Captive-Product Pricing
It is a pricing strategy that involves setting a price for the products that must be used along with the main product. For example, a razor is the main product, and the razor blade is a captive product, a printer is the main product, and its cartridge is the captive product. The main product is often sold at a low price or even at a loss, with the intention of making a profit from the sale of complementary or related products or services by keeping their price high. It’s a clever strategy to get customers hooked on a product or service and then make money from additional purchases.

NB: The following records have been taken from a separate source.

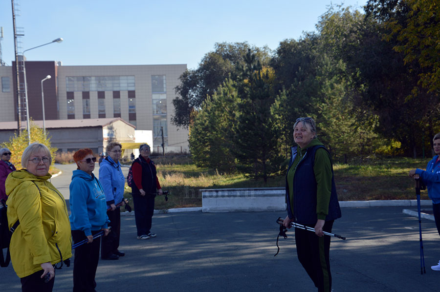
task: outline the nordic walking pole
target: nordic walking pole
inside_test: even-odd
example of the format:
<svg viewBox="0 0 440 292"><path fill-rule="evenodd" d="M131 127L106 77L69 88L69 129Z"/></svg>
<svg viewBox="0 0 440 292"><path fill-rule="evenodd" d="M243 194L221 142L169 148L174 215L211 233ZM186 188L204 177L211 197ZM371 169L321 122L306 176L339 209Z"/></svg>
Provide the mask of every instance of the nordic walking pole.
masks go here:
<svg viewBox="0 0 440 292"><path fill-rule="evenodd" d="M96 234L95 234L94 235L93 235L93 239L97 238L98 237L99 237L100 236L102 236L103 235L104 235L104 231L100 231L99 232L98 232L97 233L96 233ZM86 242L88 242L88 240L87 239L87 238L86 238L86 239L84 239L84 240L81 240L79 242L78 242L76 244L72 245L72 249L73 250L73 249L76 249L78 247L83 245L83 244L84 244Z"/></svg>
<svg viewBox="0 0 440 292"><path fill-rule="evenodd" d="M425 268L425 255L423 252L423 241L421 236L421 219L420 211L420 182L418 175L416 175L414 178L416 181L416 195L417 196L417 211L418 213L418 231L420 234L420 273L423 274L426 273L426 270Z"/></svg>
<svg viewBox="0 0 440 292"><path fill-rule="evenodd" d="M277 220L277 223L279 224L283 224L283 218L281 217L278 217L278 220ZM305 225L303 225L302 224L299 224L298 223L295 223L295 222L290 222L290 226L292 227L295 227L295 228L299 228L300 229L304 229L304 230L307 230L308 231L311 231L312 232L315 232L315 229L312 227L309 227L308 226L306 226ZM330 233L330 232L326 232L325 231L322 231L322 232L325 235L328 235L329 236L333 236L333 237L337 237L343 240L345 240L346 238L344 236L341 236L341 235L338 235L338 234L335 234L333 233Z"/></svg>

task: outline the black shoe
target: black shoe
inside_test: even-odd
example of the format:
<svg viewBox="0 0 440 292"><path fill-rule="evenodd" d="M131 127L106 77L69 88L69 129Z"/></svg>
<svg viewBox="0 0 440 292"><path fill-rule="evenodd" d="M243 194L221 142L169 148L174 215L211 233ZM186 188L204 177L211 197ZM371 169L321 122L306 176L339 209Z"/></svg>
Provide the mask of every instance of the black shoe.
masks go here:
<svg viewBox="0 0 440 292"><path fill-rule="evenodd" d="M119 259L119 257L116 254L110 254L107 257L102 257L101 258L103 260L117 260Z"/></svg>
<svg viewBox="0 0 440 292"><path fill-rule="evenodd" d="M116 252L115 252L114 254L118 256L124 256L125 255L125 252L124 251L119 251L119 250L116 250Z"/></svg>

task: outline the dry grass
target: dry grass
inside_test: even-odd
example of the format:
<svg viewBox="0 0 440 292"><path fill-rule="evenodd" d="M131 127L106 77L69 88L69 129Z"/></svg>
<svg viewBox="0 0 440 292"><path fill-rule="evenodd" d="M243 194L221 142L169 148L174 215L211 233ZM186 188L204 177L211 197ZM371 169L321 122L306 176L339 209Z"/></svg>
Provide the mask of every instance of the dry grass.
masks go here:
<svg viewBox="0 0 440 292"><path fill-rule="evenodd" d="M356 165L334 166L335 182L340 201L401 200L416 198L410 170L424 169L429 159L398 158L375 159ZM270 178L266 184L241 173L222 173L216 169L183 164L156 164L158 177L164 190L170 191L168 201L158 197L155 209L201 207L199 190L203 188L284 187L284 175ZM130 190L128 188L128 190ZM128 190L128 191L130 191ZM127 198L131 198L128 192ZM426 191L421 198L427 199Z"/></svg>

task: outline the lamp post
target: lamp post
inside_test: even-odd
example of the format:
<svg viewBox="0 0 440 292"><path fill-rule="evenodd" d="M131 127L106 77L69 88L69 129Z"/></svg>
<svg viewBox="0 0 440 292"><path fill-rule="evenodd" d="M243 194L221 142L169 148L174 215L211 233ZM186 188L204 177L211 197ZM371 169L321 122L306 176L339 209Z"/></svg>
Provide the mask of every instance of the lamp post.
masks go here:
<svg viewBox="0 0 440 292"><path fill-rule="evenodd" d="M33 50L34 49L36 49L37 48L39 48L40 47L42 47L44 45L46 45L46 44L49 44L53 42L63 42L63 38L58 38L56 40L54 40L50 42L44 43L43 44L41 44L36 47L34 47L30 49L27 49L27 50L24 50L24 51L23 51L23 53L22 54L22 57L23 58L23 73L24 75L24 99L26 101L26 122L27 123L27 140L28 141L28 143L29 145L30 145L30 129L29 128L29 104L28 104L28 103L27 102L27 83L26 81L26 65L25 64L24 52ZM44 105L43 106L44 106Z"/></svg>
<svg viewBox="0 0 440 292"><path fill-rule="evenodd" d="M46 119L44 116L44 91L43 88L43 83L47 79L50 79L50 75L47 75L45 78L41 81L41 102L43 108L43 132L44 133L44 137L46 137Z"/></svg>

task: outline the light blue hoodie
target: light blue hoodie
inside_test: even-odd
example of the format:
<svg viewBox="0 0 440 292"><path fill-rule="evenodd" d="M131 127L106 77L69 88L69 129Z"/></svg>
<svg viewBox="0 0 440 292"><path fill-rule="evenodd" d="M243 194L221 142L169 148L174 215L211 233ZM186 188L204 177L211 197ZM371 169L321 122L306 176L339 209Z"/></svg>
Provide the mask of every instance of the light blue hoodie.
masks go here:
<svg viewBox="0 0 440 292"><path fill-rule="evenodd" d="M416 169L428 188L428 195L433 204L440 203L440 162L436 162L439 155L434 157L426 166L426 170Z"/></svg>
<svg viewBox="0 0 440 292"><path fill-rule="evenodd" d="M117 205L124 198L125 177L121 169L121 164L115 162L107 156L99 165L99 182L106 195L107 206Z"/></svg>
<svg viewBox="0 0 440 292"><path fill-rule="evenodd" d="M87 236L91 235L92 230L108 228L110 221L106 197L93 174L90 176L83 170L74 170L69 188L71 212L69 219L72 230L83 230Z"/></svg>

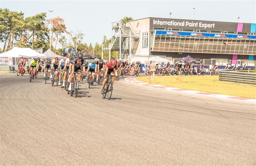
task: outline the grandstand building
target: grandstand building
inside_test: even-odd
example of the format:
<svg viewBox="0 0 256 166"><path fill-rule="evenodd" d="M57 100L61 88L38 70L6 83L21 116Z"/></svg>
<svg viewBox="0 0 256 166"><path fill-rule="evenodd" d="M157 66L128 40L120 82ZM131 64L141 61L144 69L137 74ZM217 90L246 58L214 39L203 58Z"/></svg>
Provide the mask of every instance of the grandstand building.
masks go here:
<svg viewBox="0 0 256 166"><path fill-rule="evenodd" d="M111 43L102 51L118 51L119 59L188 55L206 64L255 65L256 24L148 18L112 23Z"/></svg>

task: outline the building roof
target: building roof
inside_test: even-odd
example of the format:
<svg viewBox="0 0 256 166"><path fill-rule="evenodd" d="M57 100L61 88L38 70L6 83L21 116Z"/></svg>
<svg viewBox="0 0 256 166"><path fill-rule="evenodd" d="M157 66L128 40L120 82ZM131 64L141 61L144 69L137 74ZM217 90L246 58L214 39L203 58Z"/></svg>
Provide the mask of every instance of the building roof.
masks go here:
<svg viewBox="0 0 256 166"><path fill-rule="evenodd" d="M228 22L227 21L217 21L207 20L198 20L189 19L173 19L173 18L170 19L169 18L157 18L156 17L146 17L146 18L143 18L139 19L134 19L134 20L132 20L132 21L131 21L130 22L133 21L137 21L140 19L169 19L170 20L180 19L181 20L197 21L214 21L214 22L226 22L226 23L238 23L237 22ZM239 23L243 23L244 24L255 24L255 23L242 23L242 22L239 22Z"/></svg>

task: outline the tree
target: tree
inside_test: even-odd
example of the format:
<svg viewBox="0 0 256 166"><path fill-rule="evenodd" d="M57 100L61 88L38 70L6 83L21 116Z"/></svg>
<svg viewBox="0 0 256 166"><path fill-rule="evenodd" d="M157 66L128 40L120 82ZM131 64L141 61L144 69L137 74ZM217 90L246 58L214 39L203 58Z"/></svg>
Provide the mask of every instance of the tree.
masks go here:
<svg viewBox="0 0 256 166"><path fill-rule="evenodd" d="M125 17L123 19L121 19L121 22L123 25L124 25L126 23L133 20L133 19L132 17Z"/></svg>

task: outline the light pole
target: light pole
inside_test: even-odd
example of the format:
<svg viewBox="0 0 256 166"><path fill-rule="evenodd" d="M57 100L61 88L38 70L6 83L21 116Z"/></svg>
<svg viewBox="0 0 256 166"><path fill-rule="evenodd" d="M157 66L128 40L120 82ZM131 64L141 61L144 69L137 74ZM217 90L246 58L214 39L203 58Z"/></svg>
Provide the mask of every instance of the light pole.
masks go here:
<svg viewBox="0 0 256 166"><path fill-rule="evenodd" d="M52 12L53 11L48 11L51 13L51 21L50 21L50 50L52 47Z"/></svg>

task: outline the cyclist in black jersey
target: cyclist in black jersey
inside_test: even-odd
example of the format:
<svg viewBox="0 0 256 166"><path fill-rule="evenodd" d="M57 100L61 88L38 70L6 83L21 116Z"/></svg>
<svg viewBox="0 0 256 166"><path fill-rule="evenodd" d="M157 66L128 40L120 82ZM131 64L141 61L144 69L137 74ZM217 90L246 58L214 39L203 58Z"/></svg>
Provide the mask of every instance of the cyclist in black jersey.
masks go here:
<svg viewBox="0 0 256 166"><path fill-rule="evenodd" d="M73 60L73 63L72 64L72 68L71 69L72 74L69 79L69 81L70 82L69 86L68 87L68 90L71 90L71 87L74 80L74 78L76 74L74 74L75 72L81 72L80 74L78 75L78 80L79 82L80 82L81 80L81 77L82 74L82 71L81 70L82 68L83 70L83 73L84 75L85 72L85 60L83 58L84 55L83 54L80 53L77 55L77 58L74 58Z"/></svg>

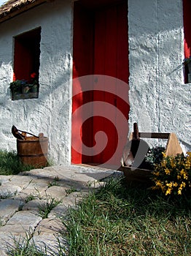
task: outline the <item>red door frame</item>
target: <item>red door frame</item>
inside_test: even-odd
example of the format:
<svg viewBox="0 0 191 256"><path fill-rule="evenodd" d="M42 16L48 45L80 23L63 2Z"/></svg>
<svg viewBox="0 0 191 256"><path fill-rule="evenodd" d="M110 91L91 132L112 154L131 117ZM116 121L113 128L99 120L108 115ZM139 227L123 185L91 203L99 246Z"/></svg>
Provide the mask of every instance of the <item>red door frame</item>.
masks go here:
<svg viewBox="0 0 191 256"><path fill-rule="evenodd" d="M72 145L76 138L76 129L82 121L79 116L75 119L75 110L92 100L102 101L114 105L126 117L128 127L128 99L125 102L109 93L83 92L80 81L77 79L83 75L98 74L115 77L125 83L128 82L128 7L126 1L118 2L120 4L117 3L96 11L87 10L80 1L74 3ZM93 56L94 57L90 58ZM76 91L80 93L77 94ZM81 152L82 141L87 146L93 147L95 144L94 135L99 130L104 130L109 135L109 143L104 152L96 154L95 156L84 155ZM128 132L127 129L125 130ZM82 128L82 142L79 143L79 150L75 150L73 147L71 148L71 162L105 162L114 152L119 140L117 133L115 127L111 126L109 121L106 118L94 116L87 120L85 125L83 124Z"/></svg>

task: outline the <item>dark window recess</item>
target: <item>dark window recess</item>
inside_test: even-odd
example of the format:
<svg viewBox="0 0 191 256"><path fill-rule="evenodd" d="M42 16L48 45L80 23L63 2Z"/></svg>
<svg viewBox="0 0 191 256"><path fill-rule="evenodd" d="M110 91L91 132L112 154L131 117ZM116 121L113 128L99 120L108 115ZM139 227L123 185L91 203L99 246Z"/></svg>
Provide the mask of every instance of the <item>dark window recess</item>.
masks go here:
<svg viewBox="0 0 191 256"><path fill-rule="evenodd" d="M23 88L16 93L15 89L15 91L12 91L12 99L38 97L40 40L41 28L14 37L13 80L22 81ZM35 89L33 85L36 86Z"/></svg>
<svg viewBox="0 0 191 256"><path fill-rule="evenodd" d="M191 56L191 20L190 20L190 10L191 10L191 1L183 0L183 20L184 20L184 58L188 59ZM191 59L190 59L191 64ZM184 63L184 83L191 83L191 69L190 64Z"/></svg>

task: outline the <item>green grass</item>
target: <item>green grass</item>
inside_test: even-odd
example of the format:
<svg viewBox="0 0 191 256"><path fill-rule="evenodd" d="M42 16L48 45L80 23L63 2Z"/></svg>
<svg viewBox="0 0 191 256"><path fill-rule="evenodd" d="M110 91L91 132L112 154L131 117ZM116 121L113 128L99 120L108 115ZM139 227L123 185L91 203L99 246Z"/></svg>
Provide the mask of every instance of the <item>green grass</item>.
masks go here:
<svg viewBox="0 0 191 256"><path fill-rule="evenodd" d="M34 168L34 166L22 164L14 151L0 150L0 175L15 175Z"/></svg>
<svg viewBox="0 0 191 256"><path fill-rule="evenodd" d="M39 206L39 216L42 219L48 217L48 214L52 210L53 208L57 206L61 201L54 197L50 198L44 205Z"/></svg>
<svg viewBox="0 0 191 256"><path fill-rule="evenodd" d="M111 180L63 220L69 255L190 255L190 206Z"/></svg>

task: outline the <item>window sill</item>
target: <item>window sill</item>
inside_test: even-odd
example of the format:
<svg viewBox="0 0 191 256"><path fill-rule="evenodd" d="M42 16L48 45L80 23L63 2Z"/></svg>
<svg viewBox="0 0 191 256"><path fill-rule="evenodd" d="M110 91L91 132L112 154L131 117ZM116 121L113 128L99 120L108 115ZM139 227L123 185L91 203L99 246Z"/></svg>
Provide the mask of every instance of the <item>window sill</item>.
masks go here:
<svg viewBox="0 0 191 256"><path fill-rule="evenodd" d="M37 99L39 97L39 92L28 92L27 94L11 94L12 100L26 99Z"/></svg>

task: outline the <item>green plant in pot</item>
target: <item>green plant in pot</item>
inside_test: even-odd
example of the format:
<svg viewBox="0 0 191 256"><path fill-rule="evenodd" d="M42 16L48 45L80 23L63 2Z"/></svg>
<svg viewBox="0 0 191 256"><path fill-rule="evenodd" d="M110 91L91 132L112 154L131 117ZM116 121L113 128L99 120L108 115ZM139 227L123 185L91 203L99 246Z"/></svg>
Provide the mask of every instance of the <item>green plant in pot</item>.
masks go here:
<svg viewBox="0 0 191 256"><path fill-rule="evenodd" d="M27 81L26 80L16 80L10 83L9 89L12 94L19 94L23 93L23 89L26 86Z"/></svg>
<svg viewBox="0 0 191 256"><path fill-rule="evenodd" d="M183 64L187 67L189 73L191 73L191 56L183 60Z"/></svg>
<svg viewBox="0 0 191 256"><path fill-rule="evenodd" d="M37 92L38 91L38 82L37 82L37 75L36 72L31 74L31 83L30 84L31 92Z"/></svg>

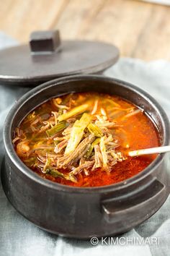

Suppose a printer company is selling printers at a very affordable price. But, the printer requires a specific type of ink cartridge that can only be purchased from the same company, and these cartridges are quite expensive. In this case, the printer is the main product being sold at a low price or sometimes at a loss to attract customers. The company knows that once customers have the printer, they will need to buy the ink cartridges regularly, which is where the profit is made. They have a captive market because customers are “captured” by the printer and compelled to buy the associated products or services. The purpose of captive-product pricing is to create customer loyalty and generate ongoing revenue through the sale of complementary or related items. The initial low price of the main product entices customers, but the company recoups its profits by selling the supporting products or services that are necessary for the main product to function properly. This strategy is commonly used in various industries, such as printers and ink, gaming consoles and video games, razors and razor blades, and even in the case of some software and services. By offering a compelling deal on the main product and then making money from the additional products or services, companies can establish a long-term relationship with customers and secure a steady stream of revenue.